February 8, 2012
According to the discussion of L2/11-449 Extensions to Ideographic Description Sequences in meeting, here are proposed and
deletions to Section 12.2 of TUS and Annex I of ISO/IEC 10646. The intent of the changes is to extend the definition of IDS to achieve the same result as L2/11-449 achieves via extended IDS.
Although the Unicode Standard includes more than 75,000 CJK unified ideographs, thousands of extremely rare CJK ideographs have nevertheless been left unencoded. Research into cataloging additional ideographs for encoding continues, but it is anticipated that at no point will the entire set of potential, encodable ideographs be completely exhausted. In particular, ideographs continue to be coined and such new coinages will invariably be unencoded.
The 12 characters in the Ideographic Description block provide a mechanism for the standard interchange of text that must reference unencoded ideographs. Unencoded ideographs can be described using these characters and encoded ideographs; the reader can then create a mental picture of the ideographs from the description.
This process is different from a formal encoding of an ideograph. There is no canonical description of unencoded ideographs; there is no semantic assigned to described ideographs; there is no equivalence defined for described ideographs. Conceptually, ideographic descriptions are more akin to the English phrase “an ‘e’ with an acute accent on it” than to the character sequence <U+0065, U+0301>.
In particular, support for the characters in the Ideographic Description block does not require the rendering engine to recreate the graphic appearance of the described character.
Note also that many of the ideographs that users might represent using the Ideographic Description characters will be formally encoded in future versions of the Unicode Standard.
The Ideographic Description Algorithm depends on the fact that virtually all CJK ideographs can be broken down into smaller pieces that are themselves ideographs. The broad coverage of the ideographs already encoded in the Unicode Standard implies that the vast majority of unencoded ideographs can be represented using the Ideographic Description characters.
Although Ideographic Description Sequences are intended primarily to represent unencoded ideographs and should not be used in data interchange to represent encoded ideographs, they also have pedagogical and analytic uses. A researcher, for example, may choose to represent the character U+86D9 蛙 as “蛙” in a database to provide a link between it and other characters sharing its phonetic, such as U+5A03 娃. The IRG is using Ideographic Description Sequences in this fashion to help provide a first-approximation, machine-generated set of unifications for its current work.
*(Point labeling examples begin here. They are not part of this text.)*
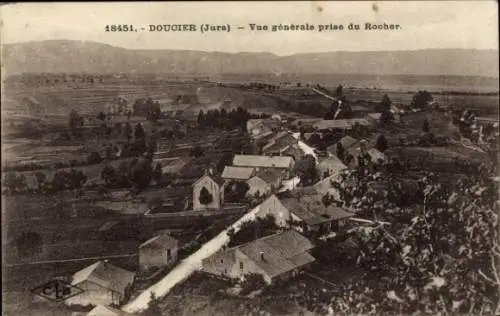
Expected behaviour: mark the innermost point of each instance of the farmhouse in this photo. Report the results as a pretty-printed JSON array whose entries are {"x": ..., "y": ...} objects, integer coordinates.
[
  {"x": 279, "y": 143},
  {"x": 256, "y": 127},
  {"x": 307, "y": 123},
  {"x": 208, "y": 192},
  {"x": 345, "y": 124},
  {"x": 313, "y": 216},
  {"x": 330, "y": 166},
  {"x": 376, "y": 155},
  {"x": 346, "y": 142},
  {"x": 237, "y": 173},
  {"x": 306, "y": 210},
  {"x": 158, "y": 251},
  {"x": 276, "y": 257},
  {"x": 373, "y": 118},
  {"x": 284, "y": 163},
  {"x": 265, "y": 182},
  {"x": 102, "y": 283}
]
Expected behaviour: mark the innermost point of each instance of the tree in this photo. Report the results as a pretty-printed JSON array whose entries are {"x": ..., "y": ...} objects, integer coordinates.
[
  {"x": 157, "y": 173},
  {"x": 205, "y": 196},
  {"x": 197, "y": 151},
  {"x": 340, "y": 151},
  {"x": 14, "y": 182},
  {"x": 381, "y": 143},
  {"x": 77, "y": 178},
  {"x": 75, "y": 120},
  {"x": 101, "y": 116},
  {"x": 236, "y": 191},
  {"x": 384, "y": 105},
  {"x": 226, "y": 160},
  {"x": 141, "y": 174},
  {"x": 386, "y": 117},
  {"x": 94, "y": 158},
  {"x": 108, "y": 174},
  {"x": 315, "y": 139},
  {"x": 421, "y": 99},
  {"x": 139, "y": 132},
  {"x": 201, "y": 119},
  {"x": 339, "y": 91},
  {"x": 40, "y": 179},
  {"x": 425, "y": 126},
  {"x": 28, "y": 243},
  {"x": 306, "y": 169},
  {"x": 127, "y": 131}
]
Applicability to Other Scripts. The characters in the
Ideographic Description block are derived from a Chinese standard and
were encoded for use specifically in describing CJK ideographs. As a
result, the following detailed description of Ideographic Description
Sequences is specified entirely in terms of CJK unified ideographs and
CJK radicals. However, there are several large, historic East Asian
scripts whose writing systems were heavily influenced by the Han
script. Like the Han script, those siniform historic scripts, which
include Tangut, Jurchen, and Khitan, are logographic in
nature. Furthermore, they built up characters using radicals and
components, and with side-by-side and top-to-bottom stacking very
similar in structure to the way CJK ideographs are composed. These
historic scripts are not yet encoded in Version
6.0 of the Unicode
Standard, but it is quite likely that one or more of them will be
The general usefulness of Ideographic Description Sequences for describing unencoded characters and the applicability of the characters in the Ideographic Description block to description of siniform logographs mean that the syntax for Ideographic Description Sequences can be generalized to extend to additional East Asian logographic scripts.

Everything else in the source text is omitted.